Conclusion
The results of in vitro and in vivo evaluation suggest that 5p-C-NETA is an effective bifunctional chelate of (90)Y and (177)Lu that can be applied for generation of versatile molecular targeted radiopharmaceuticals.
Methods
5p-C-NETA conjugated with c(RGDyK) was evaluated in vitro for radiolabeling, serum stability, binding affinity, and the result of the in vitro studies of 5p-C-NETA-c(RGDyK) was compared to that of 3p-C-NETA-c(RGDyK). (177)Lu-5p-C-NETA-c(RGDyK) was further evaluated for in vivo biodistribution using gliobastoma bearing mice.
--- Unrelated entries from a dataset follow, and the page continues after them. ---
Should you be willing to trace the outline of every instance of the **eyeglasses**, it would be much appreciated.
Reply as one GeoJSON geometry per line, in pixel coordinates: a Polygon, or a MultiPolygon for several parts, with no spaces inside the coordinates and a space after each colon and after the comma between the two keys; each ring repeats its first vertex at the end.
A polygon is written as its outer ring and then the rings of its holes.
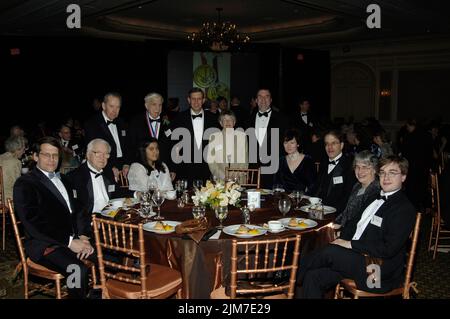
{"type": "Polygon", "coordinates": [[[368,170],[370,170],[371,168],[372,168],[371,166],[359,166],[359,165],[356,165],[356,166],[355,166],[355,170],[358,169],[358,170],[360,170],[360,171],[368,171],[368,170]]]}
{"type": "Polygon", "coordinates": [[[57,160],[57,159],[59,159],[59,154],[58,153],[56,153],[56,154],[49,154],[49,153],[41,153],[41,152],[39,152],[39,155],[42,155],[44,158],[46,158],[46,159],[54,159],[54,160],[57,160]]]}
{"type": "Polygon", "coordinates": [[[95,157],[106,157],[106,158],[109,158],[111,156],[111,154],[103,153],[103,152],[92,151],[92,153],[94,154],[95,157]]]}
{"type": "Polygon", "coordinates": [[[385,177],[388,177],[388,178],[391,178],[391,177],[395,177],[395,176],[397,176],[397,175],[400,175],[402,172],[385,172],[385,171],[381,171],[380,172],[380,177],[383,177],[383,178],[385,178],[385,177]]]}

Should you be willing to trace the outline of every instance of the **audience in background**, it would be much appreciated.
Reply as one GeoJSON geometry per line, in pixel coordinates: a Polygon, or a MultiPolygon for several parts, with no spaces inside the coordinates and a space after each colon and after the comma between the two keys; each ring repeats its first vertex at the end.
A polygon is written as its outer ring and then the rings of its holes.
{"type": "Polygon", "coordinates": [[[13,198],[14,183],[22,172],[22,163],[19,159],[25,153],[26,145],[27,139],[20,135],[10,136],[5,141],[6,152],[0,155],[5,198],[13,198]]]}

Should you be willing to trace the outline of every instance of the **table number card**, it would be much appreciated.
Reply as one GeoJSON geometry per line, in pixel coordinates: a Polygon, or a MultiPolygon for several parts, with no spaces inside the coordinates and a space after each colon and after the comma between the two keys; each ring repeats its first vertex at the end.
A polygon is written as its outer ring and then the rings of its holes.
{"type": "Polygon", "coordinates": [[[261,208],[261,193],[247,192],[247,205],[254,205],[255,208],[261,208]]]}

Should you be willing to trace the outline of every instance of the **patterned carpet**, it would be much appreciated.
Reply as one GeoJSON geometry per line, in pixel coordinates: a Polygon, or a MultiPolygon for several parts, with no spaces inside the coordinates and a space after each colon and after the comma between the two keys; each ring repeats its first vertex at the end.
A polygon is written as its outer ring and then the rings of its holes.
{"type": "MultiPolygon", "coordinates": [[[[413,279],[417,282],[418,299],[450,299],[450,253],[438,253],[433,261],[432,254],[426,251],[431,218],[424,216],[416,269],[413,279]]],[[[23,298],[23,280],[13,277],[18,255],[10,225],[7,225],[6,250],[0,250],[0,299],[23,298]]],[[[46,298],[36,295],[33,298],[46,298]]]]}

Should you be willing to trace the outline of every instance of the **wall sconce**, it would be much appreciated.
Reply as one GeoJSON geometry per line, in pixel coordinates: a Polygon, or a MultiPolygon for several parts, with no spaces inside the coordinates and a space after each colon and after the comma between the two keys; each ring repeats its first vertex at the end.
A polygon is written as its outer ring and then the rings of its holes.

Result: The new chelate rapidly and tightly bound to a cytotoxic radioisotope for cancer therapy, (90)Y or (177)Lu with excellent radiolabeling efficiency and maximum specific activity under mild condition (>99%, RT, <1 min). (90)Y- and (177)Lu-radiolabeled complexes of the new chelator remained stable in human serum without any loss of the radiolanthanide for 14 days. Introduction of the tumor targeting RGD moiety to the new chelator made little impact on complexation kinetics and stability with (90)Y or (177)Lu. (177)Lu-radiolabeled 5p-C-NETA-c(RGDyK) conjugate was shown to target tumors in mice and produced a favorable in vivo stability profile.